No pude impedir el excitarme de nuevo.
—¿Es que se han vuelto locos todos los griegos? Escuchad: los derviches y maestros del Islam recorren toda Asia. Las tropas europeas, bajo el mando del Sultán, han recibido ya la orden de ponerse en marcha. En Adrianópolis ahora mismo se están construyendo bombardas. El Sultán espera concentrar en este asedio un ejército más poderoso que el de cualquiera de sus antecesores… ¡Y todavía me preguntáis si creo que vendrá! ¡Pues claro que lo hará! Tiene prisa por hacerlo. Ahora que la unión se ha verificado a la fuerza, el Papa bien podría, después de todo, inducir a los príncipes de Europa a zanjar sus querellas y unirse en una nueva cruzada. Si los turcos son una amenaza mortal para los griegos, Constantinopla, clavada como se halla en el corazón de su Imperio, es una pesadilla para el Sultán. No conocéis aún la magnitud de su ambición. Se cree otro Alejandro.
—Vamos, vamos… —dijo con dulzura; y añadió con una expresión de duda—: Si lo que decís es verdad, no podemos vernos muchas veces.
—¿Qué quieres decir? —pregunté al tiempo que tomaba sus manos.
—Si es verdad que el Sultán intenta emprender la marcha de Adrianópolis, el Emperador Constantino enviará a las damas de su corte a Morea, donde estarán más seguras. También embarcarán otras damas de rango; yo estoy entre ellas. —Clavó en mí sus ojos pardos, se mordió los labios y agregó—: No debería deciros esto, supongo.

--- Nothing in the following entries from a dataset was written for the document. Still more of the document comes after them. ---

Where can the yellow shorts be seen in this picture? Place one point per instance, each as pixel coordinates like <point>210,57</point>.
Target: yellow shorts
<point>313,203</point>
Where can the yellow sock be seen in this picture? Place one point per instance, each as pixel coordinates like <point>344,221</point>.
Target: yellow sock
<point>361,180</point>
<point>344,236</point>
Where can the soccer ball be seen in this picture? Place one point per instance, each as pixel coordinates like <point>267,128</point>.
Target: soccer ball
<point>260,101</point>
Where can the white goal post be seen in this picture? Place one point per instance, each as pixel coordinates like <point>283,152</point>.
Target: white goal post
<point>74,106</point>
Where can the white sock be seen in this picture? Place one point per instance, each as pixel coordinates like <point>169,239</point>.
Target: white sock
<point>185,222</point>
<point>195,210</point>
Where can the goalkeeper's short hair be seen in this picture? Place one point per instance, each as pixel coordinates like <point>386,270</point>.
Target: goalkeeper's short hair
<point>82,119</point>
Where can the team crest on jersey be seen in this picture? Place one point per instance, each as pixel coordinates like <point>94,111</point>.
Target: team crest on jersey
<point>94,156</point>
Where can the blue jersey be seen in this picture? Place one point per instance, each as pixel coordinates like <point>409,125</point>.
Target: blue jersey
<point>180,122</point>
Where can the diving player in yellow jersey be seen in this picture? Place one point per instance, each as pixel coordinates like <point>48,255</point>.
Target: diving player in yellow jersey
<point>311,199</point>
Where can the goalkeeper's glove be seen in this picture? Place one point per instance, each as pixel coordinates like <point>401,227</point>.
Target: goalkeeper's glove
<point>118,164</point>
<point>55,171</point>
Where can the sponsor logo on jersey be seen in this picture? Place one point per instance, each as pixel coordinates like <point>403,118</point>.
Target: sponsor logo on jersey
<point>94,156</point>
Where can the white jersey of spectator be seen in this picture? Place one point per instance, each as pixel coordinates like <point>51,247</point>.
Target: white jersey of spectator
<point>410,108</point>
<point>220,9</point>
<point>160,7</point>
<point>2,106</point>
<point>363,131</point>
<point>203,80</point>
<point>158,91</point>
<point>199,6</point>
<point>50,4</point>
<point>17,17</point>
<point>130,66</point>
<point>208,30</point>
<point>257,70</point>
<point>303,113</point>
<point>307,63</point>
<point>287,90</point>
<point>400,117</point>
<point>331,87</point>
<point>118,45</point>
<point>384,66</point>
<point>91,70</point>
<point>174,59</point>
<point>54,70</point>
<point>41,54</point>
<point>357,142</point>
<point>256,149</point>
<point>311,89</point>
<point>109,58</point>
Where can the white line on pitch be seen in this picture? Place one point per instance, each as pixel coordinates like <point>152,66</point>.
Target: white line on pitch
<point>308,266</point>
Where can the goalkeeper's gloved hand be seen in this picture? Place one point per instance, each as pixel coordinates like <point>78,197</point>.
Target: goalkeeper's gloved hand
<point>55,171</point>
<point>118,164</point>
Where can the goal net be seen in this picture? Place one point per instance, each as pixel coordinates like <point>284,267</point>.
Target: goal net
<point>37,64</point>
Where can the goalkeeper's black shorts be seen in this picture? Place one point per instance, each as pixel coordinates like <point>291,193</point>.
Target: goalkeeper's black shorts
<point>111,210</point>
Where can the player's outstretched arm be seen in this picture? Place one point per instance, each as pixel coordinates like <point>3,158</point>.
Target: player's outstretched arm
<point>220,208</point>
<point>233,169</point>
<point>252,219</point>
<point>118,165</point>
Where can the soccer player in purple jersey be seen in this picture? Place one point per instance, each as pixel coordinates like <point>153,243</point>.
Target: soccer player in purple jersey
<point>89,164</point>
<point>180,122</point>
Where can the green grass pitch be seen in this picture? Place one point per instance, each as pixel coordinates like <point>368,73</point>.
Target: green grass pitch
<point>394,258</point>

—No —admití con voz ronca. Mis labios estaban secos—. Podría ser un agente secreto del Sultán…, es lo que queríais decir, ¿no es así? Todos sospechan lo mismo.
—Confío en vos —replicó—. Sé que no haréis un mal uso de esta información. Decidme si debo ir también.
—Naturalmente. Debéis ir. ¿Por qué no habríais de salvar vuestra honra y vuestra vida si se ofreciera la oportunidad? No conocéis a Mohamed. Yo sí. Vuestra ciudad caerá. Toda su belleza, toda su gloria marchita, todo el poderío y la riqueza de sus grandes familias… no son ya más que pálidas sombras sin sustancia…
—¿Y vos? —preguntó.
—Vine aquí para morir en las murallas de Constantinopla —respondí—. Dispuesto a dar la vida por todo lo que ya pasó, por todo lo que ningún poder en la tierra puede restaurar. Se acercan tiempos muy distintos; no siento el menor deseo de verlos.
Se había puesto la capa y ahora se arreglaba el velo.
—¿No me daréis un beso de despedida? —preguntó.
—Si con ello consigo que os duela la cabeza… —respondí.
Se puso en puntillas y sus aterciopelados labios se posaron en mis mejillas. Luego me dio una ligera palmada en la barbilla y apoyó un instante la cabeza contra mi pecho.
—Me volvéis presuntuosa —dijo—. Estoy empezando a pensar demasiado bien de mí misma. ¿No deseáis realmente saber quién soy? ¿Acaso aspiráis simplemente a mi amistad? Es muy dulce oír, pero difícil de creer.
—¿Volveréis antes de vuestra partida? —pregunté.
Paseó su mirada por la habitación, mientras daba unas distraídas palmadas al perro.
—Se está bien aquí —dijo—. Volveré si es que puedo.